The role of miR-187* in oral squamous cell carcinoma

• Main Authors: Ya-Hui Hsu, 許雅惠
• Other Authors: Shu-Chun Lin
• Format: Others
• Language: zh-TW
• Published: 2012
• Online Access: http://ndltd.ncl.edu.tw/handle/15336406801744521410

碩士 === 國立陽明大學 === 口腔生物研究所 === 100 === Owing to the poor prognosis, high mortality rate, and worldwide distribution, oral cancer is an important medical issue. More than 90% of oral cancer are oral squamous cell carcinoma (OSCC). To investigate the molecular alteration of OSCC can elucidate important diagnostic marker or therapeutic target. MicroRNAs can repress translations via imperfect binding on the 3’-UTR of target genes through seed sequence. Over 30% human genes are predicted to be regulated by microRNAs. In addition, microRNAs have been proved to play important roles in OSCC. In previous study, miR-187* was found highly expressed in OSCC and gastric cancer, however signaling pathways of miR-187* expression are still unknown. This study intend to figure out the role of miR-187* in oral carcinogenesis and to validate miR-187* as a potential biomarker of OSCC. First of all, I determined the expression of miR-187* in OSCC cell lines, tissue, plasma and saliva of oral cancer patient. It was found that miR-187* had higher expression level in OSCC cells and the tumor tissues than that in normal ones, but there were no differences between cancer and normal in saliva and plasma.

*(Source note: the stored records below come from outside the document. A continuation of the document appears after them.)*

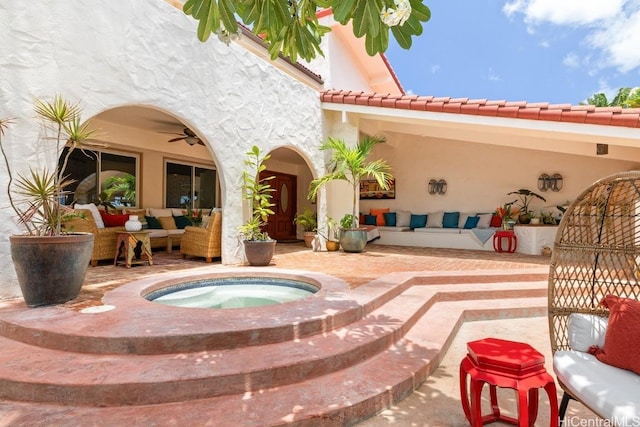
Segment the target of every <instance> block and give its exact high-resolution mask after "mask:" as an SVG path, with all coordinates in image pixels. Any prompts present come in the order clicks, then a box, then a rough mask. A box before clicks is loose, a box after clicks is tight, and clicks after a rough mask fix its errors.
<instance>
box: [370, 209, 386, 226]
mask: <svg viewBox="0 0 640 427" xmlns="http://www.w3.org/2000/svg"><path fill="white" fill-rule="evenodd" d="M387 212H390V209H389V208H383V209H371V215H375V216H377V217H378V219H377V220H376V225H387V224H386V223H385V222H384V214H385V213H387Z"/></svg>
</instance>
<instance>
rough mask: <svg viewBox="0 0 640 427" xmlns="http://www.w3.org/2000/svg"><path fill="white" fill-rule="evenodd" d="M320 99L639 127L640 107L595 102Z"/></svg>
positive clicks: (397, 99) (326, 95)
mask: <svg viewBox="0 0 640 427" xmlns="http://www.w3.org/2000/svg"><path fill="white" fill-rule="evenodd" d="M320 100H321V101H322V102H330V103H336V104H356V105H369V106H375V107H384V108H397V109H408V110H416V111H432V112H446V113H452V114H469V115H483V116H495V117H508V118H517V119H527V120H546V121H554V122H567V123H589V124H598V125H605V126H623V127H631V128H640V108H627V109H623V108H621V107H595V106H593V105H571V104H549V103H548V102H536V103H533V102H532V103H528V102H526V101H504V100H493V101H488V100H486V99H468V98H450V97H434V96H416V95H390V94H382V93H372V92H366V93H365V92H357V91H353V92H351V91H342V90H327V91H324V92H321V93H320Z"/></svg>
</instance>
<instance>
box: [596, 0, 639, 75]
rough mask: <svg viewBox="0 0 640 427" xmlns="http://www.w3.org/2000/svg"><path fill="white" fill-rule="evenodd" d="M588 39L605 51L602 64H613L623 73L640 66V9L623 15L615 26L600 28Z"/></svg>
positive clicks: (602, 50)
mask: <svg viewBox="0 0 640 427" xmlns="http://www.w3.org/2000/svg"><path fill="white" fill-rule="evenodd" d="M639 9H640V8H639ZM587 41H588V43H589V44H590V46H592V47H593V48H596V49H600V50H602V52H603V53H604V64H601V66H607V65H612V66H615V67H616V68H618V69H619V70H620V71H621V72H623V73H626V72H628V71H631V70H633V69H634V68H637V67H640V49H638V46H640V10H636V11H634V12H633V13H631V14H630V15H628V16H624V17H622V19H620V20H619V21H618V22H616V25H615V27H614V26H608V27H602V28H599V29H598V30H596V31H594V32H593V33H591V34H590V35H589V37H588V39H587Z"/></svg>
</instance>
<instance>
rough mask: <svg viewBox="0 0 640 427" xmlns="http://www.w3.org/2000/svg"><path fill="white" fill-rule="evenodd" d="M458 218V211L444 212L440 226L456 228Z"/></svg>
mask: <svg viewBox="0 0 640 427" xmlns="http://www.w3.org/2000/svg"><path fill="white" fill-rule="evenodd" d="M459 220H460V212H445V213H444V215H443V216H442V227H444V228H458V221H459Z"/></svg>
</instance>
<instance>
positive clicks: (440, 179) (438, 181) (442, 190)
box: [429, 179, 447, 195]
mask: <svg viewBox="0 0 640 427" xmlns="http://www.w3.org/2000/svg"><path fill="white" fill-rule="evenodd" d="M446 192H447V181H445V180H444V179H439V180H436V179H432V180H429V194H440V195H443V194H444V193H446Z"/></svg>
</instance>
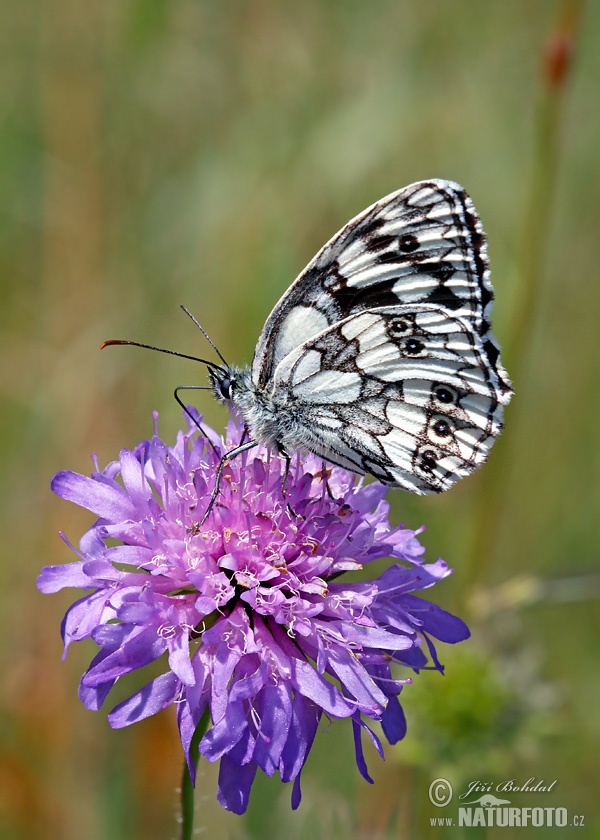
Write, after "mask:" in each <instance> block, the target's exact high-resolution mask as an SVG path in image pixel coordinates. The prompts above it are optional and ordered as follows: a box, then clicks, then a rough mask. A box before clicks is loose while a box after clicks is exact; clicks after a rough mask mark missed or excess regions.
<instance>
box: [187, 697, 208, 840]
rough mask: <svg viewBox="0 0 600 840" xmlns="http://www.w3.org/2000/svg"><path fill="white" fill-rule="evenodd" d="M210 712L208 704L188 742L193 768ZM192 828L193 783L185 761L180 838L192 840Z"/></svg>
mask: <svg viewBox="0 0 600 840" xmlns="http://www.w3.org/2000/svg"><path fill="white" fill-rule="evenodd" d="M209 719H210V714H209V711H208V706H207V707H206V709H205V710H204V714H203V715H202V717H201V718H200V723H199V724H198V726H197V727H196V731H195V732H194V735H193V737H192V742H191V744H190V756H191V760H192V762H193V764H194V770H195V769H196V767H197V766H198V759H199V758H200V753H199V752H198V746H199V744H200V741H201V740H202V736H203V735H204V733H205V732H206V730H207V728H208V721H209ZM193 830H194V783H193V782H192V777H191V775H190V768H189V766H188V763H187V761H186V760H185V759H184V762H183V776H182V779H181V840H192V833H193Z"/></svg>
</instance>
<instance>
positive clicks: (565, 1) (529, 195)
mask: <svg viewBox="0 0 600 840" xmlns="http://www.w3.org/2000/svg"><path fill="white" fill-rule="evenodd" d="M584 6H585V0H563V2H562V4H561V7H560V9H559V15H558V22H557V25H556V27H555V30H554V32H553V33H552V34H551V35H550V37H549V38H548V40H547V42H546V49H545V53H544V57H543V64H542V80H543V89H542V93H541V97H540V102H539V106H538V113H537V118H536V125H535V141H534V149H533V159H534V162H533V171H532V177H531V188H530V192H529V199H528V203H527V208H526V211H525V218H524V224H523V240H522V243H521V252H520V257H519V261H518V267H517V278H518V280H517V288H518V289H519V294H520V297H519V299H518V300H517V303H516V307H515V312H514V315H513V318H512V329H511V334H510V335H509V339H508V342H507V353H506V354H505V355H506V358H507V360H508V363H507V369H508V371H509V373H510V374H511V377H512V380H513V383H514V384H515V390H516V392H517V397H516V400H517V403H516V406H517V408H516V409H515V408H513V409H509V418H510V427H509V428H510V429H511V430H512V431H511V433H510V434H505V435H504V436H503V437H502V438H501V439H500V441H499V442H498V443H497V444H496V448H497V450H498V451H497V452H496V459H495V467H496V469H494V470H492V469H489V468H488V469H486V470H484V472H483V473H482V475H481V478H480V485H479V492H478V496H477V499H476V505H475V531H474V534H473V540H472V546H471V551H470V552H469V561H468V569H467V579H468V580H469V582H470V583H471V584H472V585H475V586H476V585H477V584H478V583H479V582H480V581H481V580H482V579H484V576H485V572H486V569H487V566H488V564H489V563H490V562H491V560H492V559H493V550H494V545H495V542H496V539H497V535H498V531H499V526H500V518H501V515H502V503H503V500H504V498H505V494H506V486H507V479H508V465H509V464H510V463H511V460H512V459H511V454H510V450H511V447H512V445H513V441H514V440H515V435H514V429H515V427H516V423H515V421H516V414H518V411H520V409H519V408H518V406H519V400H520V399H522V400H523V402H524V401H525V398H524V397H523V396H522V395H521V394H520V393H519V384H520V383H521V381H522V377H523V369H524V362H525V360H526V359H527V358H528V357H529V353H528V349H529V342H530V336H531V334H532V332H533V330H532V323H533V322H534V320H535V310H536V303H537V300H538V298H539V295H540V288H541V285H542V280H543V276H544V262H545V261H544V257H545V253H546V248H547V244H548V237H549V232H550V225H551V220H552V212H553V202H554V195H555V187H556V180H557V172H558V159H559V152H560V136H561V125H562V122H563V117H564V111H565V101H566V95H565V94H566V88H567V84H566V82H567V80H568V77H569V71H570V69H571V66H572V59H573V53H574V50H575V44H576V39H577V32H578V30H579V26H580V22H581V18H582V16H583V11H584Z"/></svg>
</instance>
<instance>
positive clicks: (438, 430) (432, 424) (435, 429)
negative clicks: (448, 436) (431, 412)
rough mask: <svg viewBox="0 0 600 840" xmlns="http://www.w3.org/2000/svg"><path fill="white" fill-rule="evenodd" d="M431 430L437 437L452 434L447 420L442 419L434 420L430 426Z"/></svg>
mask: <svg viewBox="0 0 600 840" xmlns="http://www.w3.org/2000/svg"><path fill="white" fill-rule="evenodd" d="M431 428H432V430H433V432H434V434H436V435H437V436H438V437H442V438H443V437H448V436H449V435H451V434H452V424H451V423H449V422H448V420H446V419H445V418H443V417H440V418H438V419H437V420H434V422H433V423H432V425H431Z"/></svg>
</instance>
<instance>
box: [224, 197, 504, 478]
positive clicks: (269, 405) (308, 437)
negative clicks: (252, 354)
mask: <svg viewBox="0 0 600 840" xmlns="http://www.w3.org/2000/svg"><path fill="white" fill-rule="evenodd" d="M492 300H493V292H492V287H491V284H490V280H489V270H488V262H487V251H486V244H485V237H484V234H483V230H482V227H481V223H480V221H479V217H478V215H477V213H476V211H475V208H474V207H473V204H472V202H471V200H470V199H469V197H468V196H467V194H466V193H465V191H464V190H463V188H462V187H460V185H458V184H455V183H453V182H451V181H441V180H431V181H421V182H418V183H416V184H412V185H410V186H408V187H405V188H403V189H401V190H398V191H397V192H395V193H392V194H391V195H389V196H387V197H385V198H383V199H381V200H380V201H378V202H376V204H374V205H372V206H371V207H369V208H367V209H366V210H365V211H363V212H362V213H361V214H359V215H358V216H357V217H356V218H355V219H352V220H351V221H350V222H348V224H347V225H345V226H344V228H342V230H341V231H339V232H338V233H337V234H336V235H335V236H334V237H333V238H332V239H331V240H330V241H329V242H328V243H327V244H326V245H325V246H324V247H323V248H322V249H321V251H319V253H318V254H317V255H316V257H315V258H314V259H313V260H312V262H311V263H310V264H309V265H308V266H307V268H306V269H305V270H304V271H303V272H302V273H301V274H300V275H299V277H298V278H297V279H296V281H295V282H294V283H293V284H292V286H291V287H290V288H289V289H288V291H287V292H286V293H285V294H284V295H283V297H282V298H281V300H280V301H279V302H278V303H277V305H276V306H275V308H274V309H273V311H272V313H271V315H270V316H269V318H268V319H267V322H266V324H265V327H264V328H263V331H262V333H261V335H260V337H259V340H258V343H257V347H256V351H255V354H254V361H253V365H252V368H251V370H248V369H243V368H234V367H225V368H218V369H214V370H212V371H211V378H212V382H213V389H214V392H215V394H216V396H217V398H218V399H220V400H222V401H224V402H226V403H229V404H230V405H231V406H232V407H233V408H234V409H235V410H236V411H237V412H238V413H239V414H240V415H241V417H242V418H243V419H244V421H245V423H246V426H247V428H248V432H249V435H250V437H251V439H252V440H255V441H256V442H257V443H261V444H265V445H266V446H269V447H271V448H274V449H276V450H277V451H278V452H280V453H282V454H285V455H290V454H292V453H293V452H295V451H298V450H303V451H306V450H309V451H311V452H314V453H315V454H317V455H320V456H321V457H323V458H324V459H325V460H327V461H330V462H332V463H334V464H339V465H340V466H343V467H345V468H347V469H350V470H352V471H354V472H356V473H360V474H365V473H370V474H372V475H374V476H375V477H376V478H377V479H379V480H380V481H382V482H383V483H386V484H390V485H393V486H398V487H402V488H403V489H405V490H408V491H411V492H414V493H433V492H440V491H442V490H445V489H447V488H448V487H450V486H451V485H452V484H454V482H455V481H457V480H458V479H459V478H461V477H462V476H465V475H468V474H469V473H471V472H472V471H473V470H474V469H475V468H476V467H477V466H479V465H480V464H481V463H483V461H484V460H485V458H486V457H487V454H488V452H489V449H490V447H491V445H492V443H493V441H494V439H495V438H496V437H497V435H498V434H499V433H500V431H501V429H502V413H503V406H504V405H505V404H506V403H507V402H508V401H509V400H510V397H511V395H512V391H511V388H510V382H509V380H508V377H507V375H506V372H505V371H504V369H503V367H502V365H501V363H500V358H499V347H498V345H497V343H496V340H495V338H494V336H493V335H492V333H491V331H490V327H491V322H490V313H491V304H492Z"/></svg>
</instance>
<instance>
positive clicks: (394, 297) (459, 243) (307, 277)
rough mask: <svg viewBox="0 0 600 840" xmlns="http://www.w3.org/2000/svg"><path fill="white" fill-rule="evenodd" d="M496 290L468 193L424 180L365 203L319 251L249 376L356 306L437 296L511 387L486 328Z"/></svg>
mask: <svg viewBox="0 0 600 840" xmlns="http://www.w3.org/2000/svg"><path fill="white" fill-rule="evenodd" d="M492 300H493V292H492V287H491V284H490V280H489V270H488V261H487V252H486V244H485V237H484V234H483V230H482V227H481V223H480V221H479V217H478V216H477V213H476V211H475V208H474V207H473V204H472V202H471V200H470V198H469V197H468V196H467V194H466V192H465V191H464V189H463V188H462V187H461V186H460V185H459V184H455V183H453V182H451V181H442V180H431V181H420V182H418V183H415V184H411V185H410V186H408V187H404V188H403V189H401V190H398V191H397V192H395V193H392V194H391V195H388V196H387V197H385V198H382V199H381V200H380V201H378V202H376V203H375V204H373V205H372V206H371V207H369V208H367V209H366V210H364V211H363V212H362V213H360V214H359V215H358V216H357V217H356V218H355V219H352V221H350V222H348V224H347V225H345V226H344V227H343V228H342V230H340V231H339V232H338V233H337V234H336V235H335V236H334V237H333V238H332V239H331V240H330V241H329V242H328V243H327V244H326V245H325V246H324V247H323V248H322V249H321V250H320V251H319V253H318V254H317V255H316V257H315V258H314V259H313V260H312V262H310V263H309V265H308V266H307V267H306V268H305V269H304V271H303V272H302V273H301V274H300V275H299V276H298V278H297V279H296V280H295V282H294V283H293V284H292V286H291V287H290V288H289V289H288V291H287V292H286V293H285V294H284V295H283V297H282V298H281V300H280V301H279V302H278V303H277V305H276V306H275V308H274V309H273V311H272V313H271V315H270V316H269V318H268V319H267V322H266V324H265V326H264V329H263V331H262V333H261V335H260V338H259V340H258V344H257V347H256V351H255V354H254V362H253V366H252V379H253V381H254V383H255V384H256V385H257V386H258V387H259V388H268V387H269V384H270V383H272V380H273V377H274V372H275V369H276V368H277V366H278V365H279V363H280V362H281V361H282V360H283V359H284V358H285V357H286V356H287V355H288V354H289V353H290V352H292V351H293V350H294V349H295V348H297V347H298V346H299V345H300V344H302V343H303V342H304V341H306V339H307V338H310V337H311V336H316V335H317V334H319V333H321V332H323V331H324V330H326V329H327V328H329V327H332V326H334V325H335V324H338V323H339V322H340V321H342V320H343V319H345V318H348V317H349V316H351V315H354V314H358V313H360V312H364V311H366V310H369V309H373V308H376V307H385V306H397V305H413V306H414V305H416V304H431V305H436V306H438V307H443V308H444V309H445V310H446V311H447V312H448V313H449V315H451V316H454V317H456V318H460V319H462V321H463V322H464V324H465V327H466V329H467V330H470V331H472V332H473V333H475V334H476V335H477V336H479V337H480V339H481V352H482V353H483V355H484V357H485V359H486V360H487V364H488V365H489V366H490V367H491V368H492V369H493V370H494V371H495V373H496V376H497V379H498V388H499V389H500V391H501V392H502V393H504V394H510V383H509V381H508V377H507V376H506V373H505V372H504V370H503V368H502V366H501V364H500V361H499V348H498V345H497V343H496V341H495V339H494V337H493V335H492V334H491V332H490V311H491V304H492Z"/></svg>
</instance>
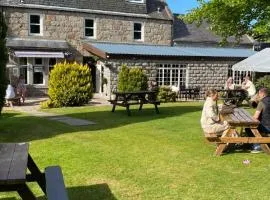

Then, I investigated the effect of miR-187* overexpression on OSCC cell phenotypes including SAS and OECM-1 cell lines. Following miR-187* overexpression, the proliferation, migration and colony formation abilities were increased in OSCC cells, except for the proliferation of OECM-1 cells. The results suggest that miR-187* might be associated with metastasis. Third, I used miR-walk website and microcosm website and predicted SPRED1 and RB1 as predicted target genes of miR-187*. However, the preliminary analysis did not support that these genes were direct target genes of miR-187*. Besides, EMT markers and the phosphorylation of Akt and Erk were not affected by miR-187*. The role of miR-187* as a potential clinical biomarker of OSCC needed to be farther specified by analysis of more samples and by mechanistic elucidation.